The fossil was discovered by amateur fossil hunters in 1983 in a mile-wide crater called the Messel Shale Pit, not far from Frankfurt. Scientists speculate that at one time the pit was a volcanic caldera, where animals got caught and their remains unusually were well preserved. The amateurs saw that they had a very good fossil, but they did not recognize its potential importance.
The location, a UNESCO World Heritage Site, has been the source of many other fossils from the Eocene Period, about 50 million years ago.
The fossil was shown by collectors to Dr. Hurum, who brought in colleagues from Oslo and from the Senckenberg Research Institute to authenticate the find. They bought the specimen so that it would not disappear into private hands.
Examination of the fossil went on for two years. They have called the specimen Darwinius masillae. The researchers were able to keep their work secret until word leaked out last week.
Hurum's team said 95 percent of the fossil's skeleton appears intact. It has a long, curling tail. X-rays show it was young; probably about nine months in age. It had baby teeth and, beneath them, adult teeth forming to replace them. There also was evidence that the animal had once broken its wrist.

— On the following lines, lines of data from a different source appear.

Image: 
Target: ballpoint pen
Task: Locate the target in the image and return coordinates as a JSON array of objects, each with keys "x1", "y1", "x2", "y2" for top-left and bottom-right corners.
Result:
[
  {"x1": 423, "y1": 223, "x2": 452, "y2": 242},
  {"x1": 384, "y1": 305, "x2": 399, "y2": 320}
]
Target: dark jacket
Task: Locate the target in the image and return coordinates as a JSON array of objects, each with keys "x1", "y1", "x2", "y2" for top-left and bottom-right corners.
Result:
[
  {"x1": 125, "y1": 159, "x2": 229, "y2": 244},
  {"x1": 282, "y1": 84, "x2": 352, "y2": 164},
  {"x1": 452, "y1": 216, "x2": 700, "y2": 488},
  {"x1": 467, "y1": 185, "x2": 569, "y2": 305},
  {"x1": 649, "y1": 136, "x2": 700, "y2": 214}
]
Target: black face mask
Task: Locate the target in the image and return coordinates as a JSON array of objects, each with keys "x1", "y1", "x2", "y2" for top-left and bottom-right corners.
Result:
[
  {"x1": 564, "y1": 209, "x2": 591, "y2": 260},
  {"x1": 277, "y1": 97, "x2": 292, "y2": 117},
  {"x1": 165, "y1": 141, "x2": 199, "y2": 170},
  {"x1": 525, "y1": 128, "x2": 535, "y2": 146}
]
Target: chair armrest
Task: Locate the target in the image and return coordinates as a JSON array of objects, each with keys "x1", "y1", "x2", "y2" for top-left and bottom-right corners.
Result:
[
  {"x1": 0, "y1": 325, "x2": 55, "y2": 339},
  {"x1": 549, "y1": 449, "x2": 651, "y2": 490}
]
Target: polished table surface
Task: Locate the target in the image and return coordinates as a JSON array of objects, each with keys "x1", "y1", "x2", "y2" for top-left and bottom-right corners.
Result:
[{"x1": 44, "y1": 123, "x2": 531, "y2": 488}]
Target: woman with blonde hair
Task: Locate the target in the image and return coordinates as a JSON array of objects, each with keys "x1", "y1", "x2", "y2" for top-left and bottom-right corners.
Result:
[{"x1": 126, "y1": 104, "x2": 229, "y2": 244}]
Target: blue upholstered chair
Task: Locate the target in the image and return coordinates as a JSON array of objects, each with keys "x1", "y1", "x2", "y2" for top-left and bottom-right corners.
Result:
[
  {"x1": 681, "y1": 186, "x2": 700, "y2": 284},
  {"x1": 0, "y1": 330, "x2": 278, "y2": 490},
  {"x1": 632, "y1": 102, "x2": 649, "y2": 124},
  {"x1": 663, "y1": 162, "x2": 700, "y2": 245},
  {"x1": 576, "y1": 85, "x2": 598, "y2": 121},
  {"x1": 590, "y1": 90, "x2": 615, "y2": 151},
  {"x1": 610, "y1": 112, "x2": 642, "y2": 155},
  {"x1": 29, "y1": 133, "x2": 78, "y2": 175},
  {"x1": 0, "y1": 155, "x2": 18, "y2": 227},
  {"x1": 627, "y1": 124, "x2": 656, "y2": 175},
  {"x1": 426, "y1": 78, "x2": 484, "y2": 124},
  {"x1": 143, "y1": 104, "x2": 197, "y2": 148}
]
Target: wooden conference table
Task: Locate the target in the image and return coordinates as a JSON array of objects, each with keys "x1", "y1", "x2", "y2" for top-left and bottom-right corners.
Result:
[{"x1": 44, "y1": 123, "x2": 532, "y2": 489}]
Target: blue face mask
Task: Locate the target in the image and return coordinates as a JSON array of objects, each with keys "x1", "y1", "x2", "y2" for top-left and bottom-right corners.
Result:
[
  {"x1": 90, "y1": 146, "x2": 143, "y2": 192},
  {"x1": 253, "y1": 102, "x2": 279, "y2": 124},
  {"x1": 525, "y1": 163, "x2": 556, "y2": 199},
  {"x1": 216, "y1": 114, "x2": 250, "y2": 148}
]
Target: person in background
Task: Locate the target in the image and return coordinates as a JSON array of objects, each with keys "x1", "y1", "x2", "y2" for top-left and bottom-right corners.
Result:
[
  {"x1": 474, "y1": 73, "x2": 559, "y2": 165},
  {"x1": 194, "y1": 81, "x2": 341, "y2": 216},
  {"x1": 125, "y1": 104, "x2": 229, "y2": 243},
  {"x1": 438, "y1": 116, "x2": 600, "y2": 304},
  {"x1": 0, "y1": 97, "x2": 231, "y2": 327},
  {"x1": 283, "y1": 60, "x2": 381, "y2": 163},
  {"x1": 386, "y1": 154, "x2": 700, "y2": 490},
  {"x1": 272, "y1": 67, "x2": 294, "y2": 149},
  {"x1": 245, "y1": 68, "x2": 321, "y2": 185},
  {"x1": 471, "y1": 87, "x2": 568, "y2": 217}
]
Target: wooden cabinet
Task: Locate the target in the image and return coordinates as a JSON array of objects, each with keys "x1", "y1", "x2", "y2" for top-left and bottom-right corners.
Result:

It is hard to say what the find may do to the modern understanding of evolution. The fossil, for one thing, is far older than any of the human ancestors other scientists have reported finding in what is now eastern Africa. "Lucy," probably the best-known African fossil that is generally accepted as pre-human, is somewhat more than 3 million years old.
"Ida" is also different in many ways from later animals, said Holly Smith of the University of Michigan, who was brought in to examine the fossil's teeth for clues to its development. For one thing, Smith said, the fossil had all its baby teeth, and all its adult teeth as well. Modern children lose their front baby teeth around age 6, but molars in the back of the jaw do not develop for several more years.
"This whole species grew up fast," Smith said. "You wouldn't find that in a great ape or in a human."
The fossil, encased in plastic, was shown to reporters. It will be returned to Oslo. A plaster cast will go on display at the Natural History museum in New York.
"This discovery represents both great minds and a great find," said Ellen Futter, president of the museum.